四十三章 遍用(遍く用いることができるもの)
天下の至柔(しじゅう)は天下の至堅(しけん)に馳騁(ちてい)す。
有ること無きは 間 無きに入る。
吾、是を以て無為の益有ることを知る。
不言の教え、無為の益は天下此に及ぶこと希なり。
この章は、無為の益と、不言の教えの妙用を、水をたとえに引き、柔軟、謙虚の態度が、偉大なる働きをなし遂げることに、如何に役立つものであるかを説く。
「至柔」とは、水である。
「至堅」とは、金石である。水はよく堅を貫き、剛に入り、あら
ゆるところに通じる。
「有ること無き」とは、道をいう。道には形質がない。ゆえに、
よく無間に出入して、神を群生に通す。
以上のことから、人の考えを、相手の人に教えようとするときは、相手の人の考えと、衝突することのないように工夫すべきである。

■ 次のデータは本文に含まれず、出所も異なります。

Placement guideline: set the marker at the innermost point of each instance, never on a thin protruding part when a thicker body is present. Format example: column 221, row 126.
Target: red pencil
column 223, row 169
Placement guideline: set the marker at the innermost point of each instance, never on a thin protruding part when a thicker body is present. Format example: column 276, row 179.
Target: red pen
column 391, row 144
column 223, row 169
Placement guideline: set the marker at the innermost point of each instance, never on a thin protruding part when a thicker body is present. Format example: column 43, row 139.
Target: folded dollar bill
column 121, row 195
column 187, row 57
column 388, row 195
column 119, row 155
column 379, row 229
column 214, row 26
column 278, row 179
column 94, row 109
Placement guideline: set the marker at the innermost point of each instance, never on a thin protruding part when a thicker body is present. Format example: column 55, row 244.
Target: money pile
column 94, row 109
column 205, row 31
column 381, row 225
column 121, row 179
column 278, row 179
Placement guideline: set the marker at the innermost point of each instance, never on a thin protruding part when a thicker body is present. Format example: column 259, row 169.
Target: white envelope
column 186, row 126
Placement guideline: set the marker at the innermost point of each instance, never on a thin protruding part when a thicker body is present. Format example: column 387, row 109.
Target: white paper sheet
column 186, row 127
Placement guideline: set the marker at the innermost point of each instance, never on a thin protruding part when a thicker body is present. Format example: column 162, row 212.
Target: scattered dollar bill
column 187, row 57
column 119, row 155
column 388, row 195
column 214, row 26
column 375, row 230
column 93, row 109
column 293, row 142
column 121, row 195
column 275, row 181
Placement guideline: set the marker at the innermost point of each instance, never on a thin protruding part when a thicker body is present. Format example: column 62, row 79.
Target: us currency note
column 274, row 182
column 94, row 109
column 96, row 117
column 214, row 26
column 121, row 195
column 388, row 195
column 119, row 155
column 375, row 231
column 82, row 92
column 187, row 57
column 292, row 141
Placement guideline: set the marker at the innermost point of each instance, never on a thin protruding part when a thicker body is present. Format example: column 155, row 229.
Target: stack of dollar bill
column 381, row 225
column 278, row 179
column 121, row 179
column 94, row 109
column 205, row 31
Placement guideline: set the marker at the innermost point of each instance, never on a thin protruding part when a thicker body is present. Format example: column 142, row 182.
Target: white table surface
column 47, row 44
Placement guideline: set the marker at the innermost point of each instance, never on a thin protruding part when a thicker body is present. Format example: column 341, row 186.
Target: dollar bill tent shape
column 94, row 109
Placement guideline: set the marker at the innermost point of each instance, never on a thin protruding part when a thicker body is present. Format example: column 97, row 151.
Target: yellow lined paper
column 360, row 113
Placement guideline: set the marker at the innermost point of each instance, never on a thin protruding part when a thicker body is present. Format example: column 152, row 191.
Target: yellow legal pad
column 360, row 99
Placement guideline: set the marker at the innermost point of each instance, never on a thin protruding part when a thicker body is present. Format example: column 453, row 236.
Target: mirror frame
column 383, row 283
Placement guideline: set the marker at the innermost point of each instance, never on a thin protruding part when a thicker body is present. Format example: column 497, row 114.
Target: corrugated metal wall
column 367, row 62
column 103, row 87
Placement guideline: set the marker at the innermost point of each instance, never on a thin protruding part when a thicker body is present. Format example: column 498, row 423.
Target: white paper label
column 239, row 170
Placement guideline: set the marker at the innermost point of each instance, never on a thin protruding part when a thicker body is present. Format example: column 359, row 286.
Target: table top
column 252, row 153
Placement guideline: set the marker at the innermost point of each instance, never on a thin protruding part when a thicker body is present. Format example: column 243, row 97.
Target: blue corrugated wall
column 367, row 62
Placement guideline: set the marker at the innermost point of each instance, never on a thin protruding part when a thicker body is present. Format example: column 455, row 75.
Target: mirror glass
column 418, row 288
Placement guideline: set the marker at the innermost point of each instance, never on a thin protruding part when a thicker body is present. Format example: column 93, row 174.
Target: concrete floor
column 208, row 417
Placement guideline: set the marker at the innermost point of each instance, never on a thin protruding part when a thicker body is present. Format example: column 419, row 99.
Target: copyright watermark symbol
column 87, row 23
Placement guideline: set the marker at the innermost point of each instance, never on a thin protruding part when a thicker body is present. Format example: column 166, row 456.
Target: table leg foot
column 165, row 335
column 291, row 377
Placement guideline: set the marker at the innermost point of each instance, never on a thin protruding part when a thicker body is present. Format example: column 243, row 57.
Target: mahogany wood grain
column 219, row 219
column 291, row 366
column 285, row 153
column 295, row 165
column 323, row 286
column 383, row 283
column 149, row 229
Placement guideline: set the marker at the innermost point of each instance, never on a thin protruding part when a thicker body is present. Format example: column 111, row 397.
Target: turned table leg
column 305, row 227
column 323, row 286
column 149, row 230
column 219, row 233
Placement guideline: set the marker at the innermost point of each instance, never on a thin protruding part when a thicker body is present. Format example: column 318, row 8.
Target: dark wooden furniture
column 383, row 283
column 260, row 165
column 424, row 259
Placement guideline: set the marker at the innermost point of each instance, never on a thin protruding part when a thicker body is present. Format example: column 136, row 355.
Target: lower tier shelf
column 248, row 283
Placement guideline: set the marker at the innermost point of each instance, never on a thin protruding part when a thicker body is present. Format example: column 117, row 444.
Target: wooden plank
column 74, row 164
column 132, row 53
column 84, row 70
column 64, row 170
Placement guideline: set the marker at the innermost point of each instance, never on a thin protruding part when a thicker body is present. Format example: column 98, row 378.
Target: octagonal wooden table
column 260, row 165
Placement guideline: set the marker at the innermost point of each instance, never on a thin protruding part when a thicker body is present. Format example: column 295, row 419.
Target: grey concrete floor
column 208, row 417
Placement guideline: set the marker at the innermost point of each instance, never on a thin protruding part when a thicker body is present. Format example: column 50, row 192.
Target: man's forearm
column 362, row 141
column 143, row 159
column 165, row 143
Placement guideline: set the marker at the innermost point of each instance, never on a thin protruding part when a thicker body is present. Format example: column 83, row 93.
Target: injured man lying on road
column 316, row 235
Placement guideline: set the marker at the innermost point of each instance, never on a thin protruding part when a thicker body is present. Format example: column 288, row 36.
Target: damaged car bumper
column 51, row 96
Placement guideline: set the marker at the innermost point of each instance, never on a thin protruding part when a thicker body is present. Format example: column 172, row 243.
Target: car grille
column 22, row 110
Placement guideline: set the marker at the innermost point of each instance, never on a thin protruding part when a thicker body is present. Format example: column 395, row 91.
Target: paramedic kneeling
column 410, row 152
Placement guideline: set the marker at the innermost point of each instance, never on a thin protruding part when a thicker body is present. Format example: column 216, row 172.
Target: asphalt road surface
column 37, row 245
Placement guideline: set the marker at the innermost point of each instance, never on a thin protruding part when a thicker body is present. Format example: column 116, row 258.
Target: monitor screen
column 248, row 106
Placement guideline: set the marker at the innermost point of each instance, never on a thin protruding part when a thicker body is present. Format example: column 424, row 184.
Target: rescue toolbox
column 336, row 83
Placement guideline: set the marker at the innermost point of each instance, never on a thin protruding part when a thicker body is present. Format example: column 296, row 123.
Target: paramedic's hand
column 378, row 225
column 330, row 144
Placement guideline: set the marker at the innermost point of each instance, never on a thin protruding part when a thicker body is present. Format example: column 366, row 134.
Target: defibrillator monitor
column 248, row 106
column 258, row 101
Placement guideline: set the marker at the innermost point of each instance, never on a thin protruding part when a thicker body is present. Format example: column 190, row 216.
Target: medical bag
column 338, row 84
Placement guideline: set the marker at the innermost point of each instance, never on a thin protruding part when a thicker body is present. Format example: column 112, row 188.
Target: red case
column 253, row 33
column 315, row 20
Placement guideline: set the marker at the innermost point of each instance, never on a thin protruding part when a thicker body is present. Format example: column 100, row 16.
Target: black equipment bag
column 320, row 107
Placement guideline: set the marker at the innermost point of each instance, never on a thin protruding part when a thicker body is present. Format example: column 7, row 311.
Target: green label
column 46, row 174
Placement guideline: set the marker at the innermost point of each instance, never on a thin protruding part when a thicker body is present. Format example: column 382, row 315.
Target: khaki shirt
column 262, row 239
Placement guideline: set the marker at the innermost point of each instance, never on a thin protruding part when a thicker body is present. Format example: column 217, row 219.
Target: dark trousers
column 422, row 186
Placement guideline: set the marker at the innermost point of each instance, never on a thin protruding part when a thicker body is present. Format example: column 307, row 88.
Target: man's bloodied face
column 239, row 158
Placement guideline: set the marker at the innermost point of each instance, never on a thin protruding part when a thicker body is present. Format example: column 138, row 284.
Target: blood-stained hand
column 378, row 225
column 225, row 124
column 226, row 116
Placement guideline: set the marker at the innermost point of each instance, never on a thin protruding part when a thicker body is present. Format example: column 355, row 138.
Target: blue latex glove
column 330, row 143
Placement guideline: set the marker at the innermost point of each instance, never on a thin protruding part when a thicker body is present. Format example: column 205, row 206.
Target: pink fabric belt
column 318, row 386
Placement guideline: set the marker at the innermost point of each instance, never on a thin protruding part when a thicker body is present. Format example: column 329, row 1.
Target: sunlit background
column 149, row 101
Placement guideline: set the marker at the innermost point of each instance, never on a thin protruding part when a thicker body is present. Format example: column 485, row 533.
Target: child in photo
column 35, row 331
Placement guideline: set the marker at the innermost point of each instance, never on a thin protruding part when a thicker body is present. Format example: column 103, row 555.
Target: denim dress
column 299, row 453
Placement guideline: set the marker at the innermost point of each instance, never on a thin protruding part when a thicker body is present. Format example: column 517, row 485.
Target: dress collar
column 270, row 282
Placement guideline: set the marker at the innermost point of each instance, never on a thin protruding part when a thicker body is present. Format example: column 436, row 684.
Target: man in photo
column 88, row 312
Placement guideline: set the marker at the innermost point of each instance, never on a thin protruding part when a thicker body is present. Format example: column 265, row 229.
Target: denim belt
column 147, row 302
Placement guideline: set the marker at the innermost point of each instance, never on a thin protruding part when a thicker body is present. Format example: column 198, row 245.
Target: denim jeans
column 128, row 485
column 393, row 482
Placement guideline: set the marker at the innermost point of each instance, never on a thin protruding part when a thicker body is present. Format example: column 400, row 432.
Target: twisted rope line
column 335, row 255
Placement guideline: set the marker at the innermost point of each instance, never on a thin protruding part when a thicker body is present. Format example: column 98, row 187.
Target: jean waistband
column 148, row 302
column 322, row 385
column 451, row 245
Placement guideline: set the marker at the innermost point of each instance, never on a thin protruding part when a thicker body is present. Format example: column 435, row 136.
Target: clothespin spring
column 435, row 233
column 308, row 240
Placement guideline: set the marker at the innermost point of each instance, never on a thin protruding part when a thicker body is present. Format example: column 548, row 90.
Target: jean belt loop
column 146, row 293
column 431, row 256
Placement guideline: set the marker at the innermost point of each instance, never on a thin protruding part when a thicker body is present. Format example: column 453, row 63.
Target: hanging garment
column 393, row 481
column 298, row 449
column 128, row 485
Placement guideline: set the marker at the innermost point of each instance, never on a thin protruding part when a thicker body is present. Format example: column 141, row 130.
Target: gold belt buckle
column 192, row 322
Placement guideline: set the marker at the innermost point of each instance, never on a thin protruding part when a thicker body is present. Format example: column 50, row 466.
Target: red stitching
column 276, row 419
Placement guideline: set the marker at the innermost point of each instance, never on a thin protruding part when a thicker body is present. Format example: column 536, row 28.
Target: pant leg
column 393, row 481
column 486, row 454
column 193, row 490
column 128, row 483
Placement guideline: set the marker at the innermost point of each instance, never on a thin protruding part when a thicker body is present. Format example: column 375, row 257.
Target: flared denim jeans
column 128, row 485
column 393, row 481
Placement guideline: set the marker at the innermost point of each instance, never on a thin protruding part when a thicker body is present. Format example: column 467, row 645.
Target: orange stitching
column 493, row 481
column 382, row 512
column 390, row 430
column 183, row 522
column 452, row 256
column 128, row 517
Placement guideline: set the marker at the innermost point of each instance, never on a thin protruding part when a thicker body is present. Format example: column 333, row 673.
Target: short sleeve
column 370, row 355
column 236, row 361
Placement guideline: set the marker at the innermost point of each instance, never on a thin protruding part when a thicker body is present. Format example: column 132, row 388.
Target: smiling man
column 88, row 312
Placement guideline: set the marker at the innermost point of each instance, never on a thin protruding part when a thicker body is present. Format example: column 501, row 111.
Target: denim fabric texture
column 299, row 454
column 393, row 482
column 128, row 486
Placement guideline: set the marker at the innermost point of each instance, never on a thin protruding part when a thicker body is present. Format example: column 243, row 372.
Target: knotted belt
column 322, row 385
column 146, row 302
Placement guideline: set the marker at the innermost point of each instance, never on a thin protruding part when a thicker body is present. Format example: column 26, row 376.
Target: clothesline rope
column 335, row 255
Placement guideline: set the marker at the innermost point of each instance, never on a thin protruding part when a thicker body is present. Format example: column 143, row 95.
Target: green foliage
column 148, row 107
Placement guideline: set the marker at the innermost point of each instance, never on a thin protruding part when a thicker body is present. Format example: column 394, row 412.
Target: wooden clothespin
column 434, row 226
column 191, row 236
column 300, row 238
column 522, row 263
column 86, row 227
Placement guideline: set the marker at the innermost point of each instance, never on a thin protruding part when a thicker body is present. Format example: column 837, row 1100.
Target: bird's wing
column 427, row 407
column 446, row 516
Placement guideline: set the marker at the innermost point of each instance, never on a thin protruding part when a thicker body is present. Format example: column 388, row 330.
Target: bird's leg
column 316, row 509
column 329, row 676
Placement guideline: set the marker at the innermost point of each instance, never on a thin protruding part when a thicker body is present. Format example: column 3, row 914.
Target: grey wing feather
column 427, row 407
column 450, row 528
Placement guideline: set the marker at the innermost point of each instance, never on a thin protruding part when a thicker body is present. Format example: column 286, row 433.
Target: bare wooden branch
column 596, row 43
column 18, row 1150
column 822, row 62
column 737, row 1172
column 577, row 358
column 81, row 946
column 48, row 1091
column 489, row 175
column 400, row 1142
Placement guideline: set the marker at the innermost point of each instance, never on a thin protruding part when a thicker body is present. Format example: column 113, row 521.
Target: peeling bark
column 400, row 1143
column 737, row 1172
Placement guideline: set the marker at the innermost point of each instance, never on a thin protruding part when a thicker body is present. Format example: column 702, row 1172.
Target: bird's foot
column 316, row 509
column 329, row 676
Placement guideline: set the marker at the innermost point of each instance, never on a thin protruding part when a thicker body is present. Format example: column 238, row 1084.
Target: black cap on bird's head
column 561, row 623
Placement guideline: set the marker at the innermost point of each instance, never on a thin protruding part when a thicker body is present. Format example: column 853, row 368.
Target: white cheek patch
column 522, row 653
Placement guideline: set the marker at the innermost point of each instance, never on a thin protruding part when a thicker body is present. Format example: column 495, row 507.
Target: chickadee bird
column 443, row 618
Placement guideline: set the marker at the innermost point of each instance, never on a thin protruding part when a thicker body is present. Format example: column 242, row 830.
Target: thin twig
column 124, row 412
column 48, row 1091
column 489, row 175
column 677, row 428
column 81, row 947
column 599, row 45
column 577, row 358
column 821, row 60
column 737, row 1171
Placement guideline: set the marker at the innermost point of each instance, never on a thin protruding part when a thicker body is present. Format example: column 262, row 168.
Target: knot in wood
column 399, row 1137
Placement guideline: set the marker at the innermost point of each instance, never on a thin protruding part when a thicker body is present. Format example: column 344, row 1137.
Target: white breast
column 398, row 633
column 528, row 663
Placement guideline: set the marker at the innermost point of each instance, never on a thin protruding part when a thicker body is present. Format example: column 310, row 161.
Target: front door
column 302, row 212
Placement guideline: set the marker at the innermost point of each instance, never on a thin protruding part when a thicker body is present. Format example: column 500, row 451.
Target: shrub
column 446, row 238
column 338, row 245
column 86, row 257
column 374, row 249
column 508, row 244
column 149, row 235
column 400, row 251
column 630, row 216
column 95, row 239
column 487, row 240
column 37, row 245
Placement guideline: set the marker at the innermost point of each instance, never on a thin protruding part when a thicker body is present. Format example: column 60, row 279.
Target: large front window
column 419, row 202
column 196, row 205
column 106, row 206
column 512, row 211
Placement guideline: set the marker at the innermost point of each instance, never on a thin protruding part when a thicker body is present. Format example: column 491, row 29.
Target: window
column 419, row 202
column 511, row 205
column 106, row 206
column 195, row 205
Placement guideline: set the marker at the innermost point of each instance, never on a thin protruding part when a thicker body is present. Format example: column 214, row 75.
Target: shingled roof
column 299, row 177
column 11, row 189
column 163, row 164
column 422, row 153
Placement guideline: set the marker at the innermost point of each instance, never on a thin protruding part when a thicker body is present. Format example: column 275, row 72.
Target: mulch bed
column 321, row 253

そのためには、教えるべきことは細かく分解し、誰のものでもないようにして、その中から相手が自由に選び出し、相手が自ら工夫し、自得なし得たと思うようになすべきである。
不言の教えは、自分の考えを、言葉でもって、人におしつけるようにしないで、相手が、こちらの伝えたいことを、自然に自得するように仕向けるのをいう。
無為は、作為的でなく、自然で、目立たないように行われることをいう。